You need to use the arc tangent series as provided in (2) to compute the inverse tangent of any number x. However, that series won't converge well for large values of x. This is no problem at all for x=1/8, 1/57, or 1/239.
So, for example, if you write a little function. I might call it approtan. Test it. Verify that it computes the correct values, because approtan(1/8) should be essentially identical to atan(1/8).
Then use expression (3). Your approximation to pi will be as aimple as:
4*(6*approtan(1/8) + 2*approtan(1/57) + approtan(1/239))
We can verify that this approximation to pi will be quite accurate, yielding essentially the full precision you can get from a double precision computation. That is, it will do so IF you compute those series until they yield the full precision for a double. We can see this is true from the following computation:
4*(6*atan(1/8) + 2*atan(1/57) + atan(1/239))
ans =
3.14159265358979
pi
ans =
3.14159265358979
In fact, the expression (3) is exactly pi.

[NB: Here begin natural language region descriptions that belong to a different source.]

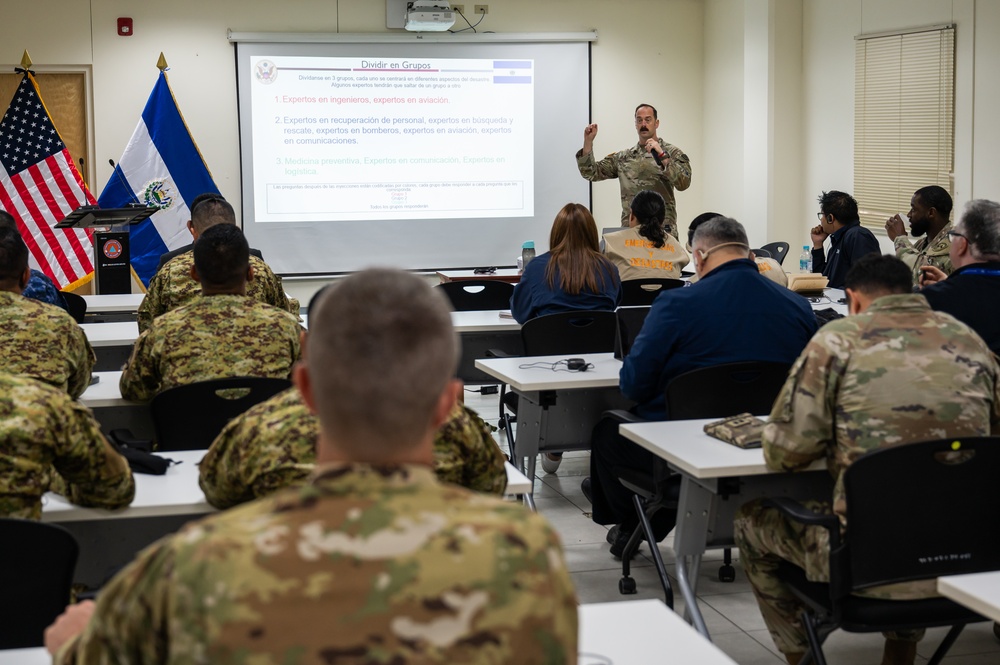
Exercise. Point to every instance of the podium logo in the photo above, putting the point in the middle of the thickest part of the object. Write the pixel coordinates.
(157, 193)
(266, 72)
(112, 249)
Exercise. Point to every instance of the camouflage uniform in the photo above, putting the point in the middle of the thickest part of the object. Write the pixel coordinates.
(273, 446)
(214, 337)
(636, 171)
(362, 565)
(172, 287)
(897, 373)
(45, 343)
(42, 433)
(925, 252)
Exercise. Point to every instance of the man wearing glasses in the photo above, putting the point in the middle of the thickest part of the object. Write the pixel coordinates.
(972, 292)
(652, 163)
(849, 241)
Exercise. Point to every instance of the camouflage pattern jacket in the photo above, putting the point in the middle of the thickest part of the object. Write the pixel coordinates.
(636, 171)
(42, 432)
(214, 337)
(45, 343)
(362, 565)
(172, 287)
(273, 446)
(897, 373)
(926, 252)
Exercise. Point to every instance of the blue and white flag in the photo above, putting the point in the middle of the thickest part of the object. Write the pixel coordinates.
(161, 167)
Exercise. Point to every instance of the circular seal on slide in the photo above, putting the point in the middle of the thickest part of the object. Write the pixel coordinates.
(112, 249)
(266, 72)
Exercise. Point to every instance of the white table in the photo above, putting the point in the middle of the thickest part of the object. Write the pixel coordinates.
(114, 304)
(556, 409)
(980, 592)
(641, 631)
(510, 275)
(716, 479)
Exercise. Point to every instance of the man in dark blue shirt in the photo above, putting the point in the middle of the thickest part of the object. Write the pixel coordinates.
(972, 292)
(849, 241)
(732, 314)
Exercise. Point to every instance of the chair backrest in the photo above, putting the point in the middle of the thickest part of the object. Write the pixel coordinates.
(75, 305)
(477, 294)
(725, 390)
(638, 292)
(36, 572)
(777, 250)
(630, 320)
(580, 331)
(920, 510)
(190, 417)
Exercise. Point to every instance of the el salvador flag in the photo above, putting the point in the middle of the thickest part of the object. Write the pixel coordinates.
(161, 166)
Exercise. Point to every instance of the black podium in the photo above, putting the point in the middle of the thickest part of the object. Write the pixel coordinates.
(112, 270)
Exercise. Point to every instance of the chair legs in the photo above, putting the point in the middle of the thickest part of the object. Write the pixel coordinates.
(627, 585)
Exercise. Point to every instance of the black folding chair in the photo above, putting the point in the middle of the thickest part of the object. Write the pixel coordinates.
(75, 305)
(477, 294)
(190, 417)
(36, 573)
(709, 392)
(914, 512)
(777, 250)
(637, 292)
(574, 332)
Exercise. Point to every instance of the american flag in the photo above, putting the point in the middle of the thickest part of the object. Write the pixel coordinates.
(40, 185)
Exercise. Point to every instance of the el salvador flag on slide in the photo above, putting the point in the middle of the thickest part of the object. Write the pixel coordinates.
(162, 167)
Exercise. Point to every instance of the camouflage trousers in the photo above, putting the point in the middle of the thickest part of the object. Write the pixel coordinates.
(765, 537)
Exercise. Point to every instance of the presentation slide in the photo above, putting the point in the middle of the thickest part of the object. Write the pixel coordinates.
(400, 138)
(414, 151)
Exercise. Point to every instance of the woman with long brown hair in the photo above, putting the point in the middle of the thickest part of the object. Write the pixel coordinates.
(573, 274)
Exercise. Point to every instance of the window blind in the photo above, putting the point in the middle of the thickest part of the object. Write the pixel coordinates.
(904, 119)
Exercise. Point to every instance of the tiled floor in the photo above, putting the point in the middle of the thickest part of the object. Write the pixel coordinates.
(730, 610)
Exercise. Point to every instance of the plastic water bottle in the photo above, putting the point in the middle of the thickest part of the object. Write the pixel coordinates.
(527, 253)
(805, 259)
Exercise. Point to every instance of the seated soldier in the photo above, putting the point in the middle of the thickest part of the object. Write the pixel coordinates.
(372, 559)
(38, 340)
(222, 334)
(173, 285)
(39, 286)
(44, 432)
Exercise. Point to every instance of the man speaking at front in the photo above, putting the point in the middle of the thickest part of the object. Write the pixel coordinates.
(650, 164)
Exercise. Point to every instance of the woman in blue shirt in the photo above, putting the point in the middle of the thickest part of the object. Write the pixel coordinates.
(573, 274)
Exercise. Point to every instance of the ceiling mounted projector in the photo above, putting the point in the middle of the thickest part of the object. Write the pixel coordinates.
(429, 16)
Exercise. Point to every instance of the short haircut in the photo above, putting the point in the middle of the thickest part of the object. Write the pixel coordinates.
(840, 205)
(645, 106)
(650, 209)
(936, 197)
(211, 212)
(719, 230)
(222, 256)
(981, 227)
(698, 221)
(13, 255)
(879, 275)
(381, 348)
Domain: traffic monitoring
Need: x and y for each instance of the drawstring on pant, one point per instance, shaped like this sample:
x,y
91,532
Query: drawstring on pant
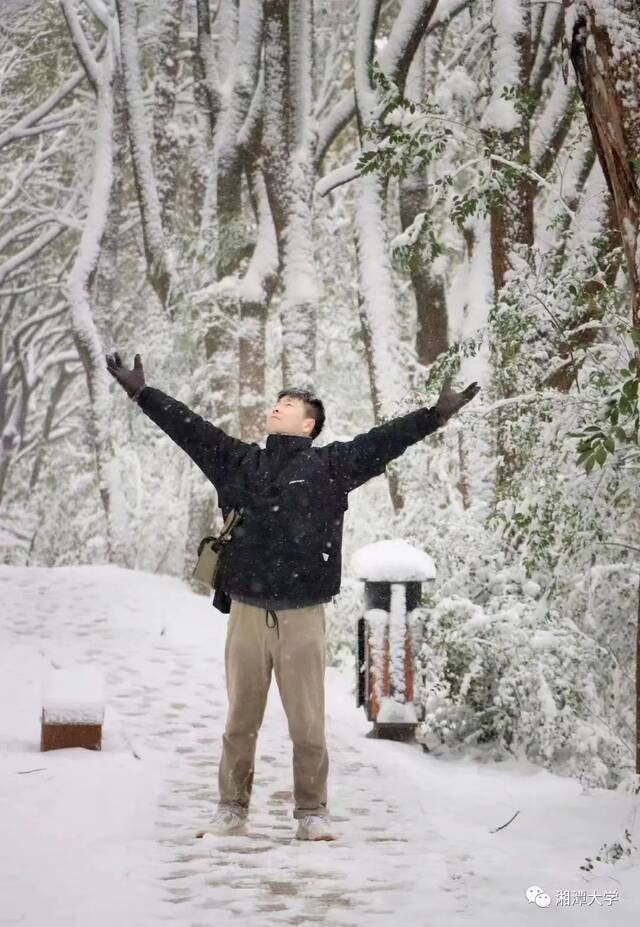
x,y
275,625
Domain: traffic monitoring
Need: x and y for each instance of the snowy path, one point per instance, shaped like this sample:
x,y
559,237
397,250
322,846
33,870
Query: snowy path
x,y
110,836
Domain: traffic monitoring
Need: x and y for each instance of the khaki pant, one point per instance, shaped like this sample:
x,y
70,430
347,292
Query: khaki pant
x,y
292,642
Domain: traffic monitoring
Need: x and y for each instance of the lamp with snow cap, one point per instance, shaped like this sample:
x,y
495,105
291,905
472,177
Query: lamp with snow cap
x,y
393,572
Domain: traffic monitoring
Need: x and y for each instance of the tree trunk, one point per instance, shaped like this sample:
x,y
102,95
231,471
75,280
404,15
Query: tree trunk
x,y
605,51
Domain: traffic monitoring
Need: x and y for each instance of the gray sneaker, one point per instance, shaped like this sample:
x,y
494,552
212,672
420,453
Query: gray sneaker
x,y
226,822
315,827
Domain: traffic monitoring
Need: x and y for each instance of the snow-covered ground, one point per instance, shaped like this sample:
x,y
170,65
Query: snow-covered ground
x,y
108,838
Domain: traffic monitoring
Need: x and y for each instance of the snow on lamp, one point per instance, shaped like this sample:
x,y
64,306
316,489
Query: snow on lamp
x,y
393,572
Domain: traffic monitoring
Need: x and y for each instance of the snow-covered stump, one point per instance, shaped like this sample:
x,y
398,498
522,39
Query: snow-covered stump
x,y
72,708
393,572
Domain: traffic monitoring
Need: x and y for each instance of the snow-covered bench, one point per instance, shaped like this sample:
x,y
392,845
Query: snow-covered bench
x,y
73,702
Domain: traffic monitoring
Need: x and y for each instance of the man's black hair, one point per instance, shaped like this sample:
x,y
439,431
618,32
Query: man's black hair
x,y
313,407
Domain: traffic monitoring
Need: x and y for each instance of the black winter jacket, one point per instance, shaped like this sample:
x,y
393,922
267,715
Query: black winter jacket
x,y
286,550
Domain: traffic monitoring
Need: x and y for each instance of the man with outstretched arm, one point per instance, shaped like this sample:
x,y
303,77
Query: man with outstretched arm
x,y
280,568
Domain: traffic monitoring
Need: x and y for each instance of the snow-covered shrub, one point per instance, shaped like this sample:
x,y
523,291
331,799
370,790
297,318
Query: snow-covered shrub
x,y
528,684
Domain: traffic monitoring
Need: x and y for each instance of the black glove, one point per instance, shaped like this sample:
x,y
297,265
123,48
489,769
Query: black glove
x,y
449,401
130,380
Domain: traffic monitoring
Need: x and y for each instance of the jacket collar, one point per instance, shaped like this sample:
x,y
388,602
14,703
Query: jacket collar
x,y
287,443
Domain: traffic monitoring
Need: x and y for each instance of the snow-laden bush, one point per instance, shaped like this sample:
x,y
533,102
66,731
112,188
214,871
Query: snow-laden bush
x,y
529,684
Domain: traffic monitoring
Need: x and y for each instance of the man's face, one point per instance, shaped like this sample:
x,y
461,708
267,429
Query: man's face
x,y
287,417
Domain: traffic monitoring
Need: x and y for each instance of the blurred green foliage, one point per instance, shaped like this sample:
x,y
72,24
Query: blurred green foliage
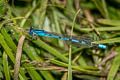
x,y
47,58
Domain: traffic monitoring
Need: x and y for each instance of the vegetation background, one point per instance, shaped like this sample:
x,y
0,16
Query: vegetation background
x,y
41,58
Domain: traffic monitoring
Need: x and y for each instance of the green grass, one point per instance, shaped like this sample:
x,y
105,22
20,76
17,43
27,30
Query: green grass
x,y
51,59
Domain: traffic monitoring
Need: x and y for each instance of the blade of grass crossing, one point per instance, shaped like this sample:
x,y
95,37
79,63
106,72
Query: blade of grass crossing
x,y
70,50
115,66
6,48
5,66
8,39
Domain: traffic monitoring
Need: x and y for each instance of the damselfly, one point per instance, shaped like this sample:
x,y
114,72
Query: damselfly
x,y
75,40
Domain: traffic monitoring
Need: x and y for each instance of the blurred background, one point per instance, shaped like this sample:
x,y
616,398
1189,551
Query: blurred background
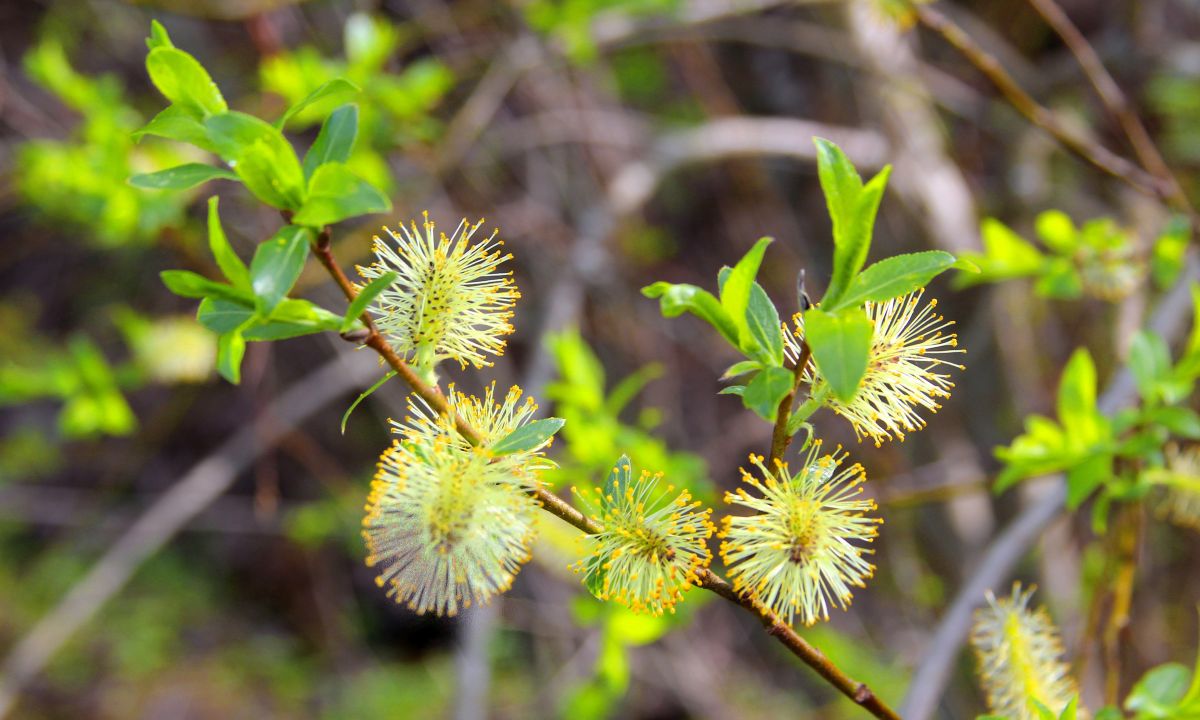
x,y
214,529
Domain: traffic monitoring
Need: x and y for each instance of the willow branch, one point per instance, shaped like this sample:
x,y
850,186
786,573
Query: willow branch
x,y
556,505
1111,95
1038,114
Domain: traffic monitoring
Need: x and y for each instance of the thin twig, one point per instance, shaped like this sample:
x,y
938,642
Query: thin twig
x,y
1038,114
708,580
193,492
779,437
1113,97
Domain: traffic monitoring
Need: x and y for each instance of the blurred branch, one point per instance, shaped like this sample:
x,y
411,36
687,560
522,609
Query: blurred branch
x,y
1042,117
178,507
934,670
1111,95
737,137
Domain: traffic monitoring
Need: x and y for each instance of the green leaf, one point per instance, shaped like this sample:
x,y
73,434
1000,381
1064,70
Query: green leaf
x,y
261,156
1150,360
335,193
736,289
1077,400
677,299
1057,232
528,437
335,139
1169,252
618,481
184,82
852,209
1159,691
227,259
893,277
177,124
365,395
339,89
365,297
766,390
277,264
159,37
763,328
1086,475
181,177
231,349
191,285
841,345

So, if you could compute that series for each term accurate to 100 or 1000 digits of precision, you would get pi, correct to that number of digits.
If you really need it, I'll give you one more hint. 10 terms of that series will be sufficient for convergence in double precision for any value of x no larger than 1/8. Larger values of x, such as 1/2 should require about 25 terms or so. But you don't need to worry about x that large.
Sorry. I won't write the code for you. But you already have most of what you need.
  1 件のコメント
Dida Mustermann
Dida Mustermann 2018 年 4 月 13 日
Thank you lots for the reply. I wrote a code in the answers below but unfortunately I get the wrong output.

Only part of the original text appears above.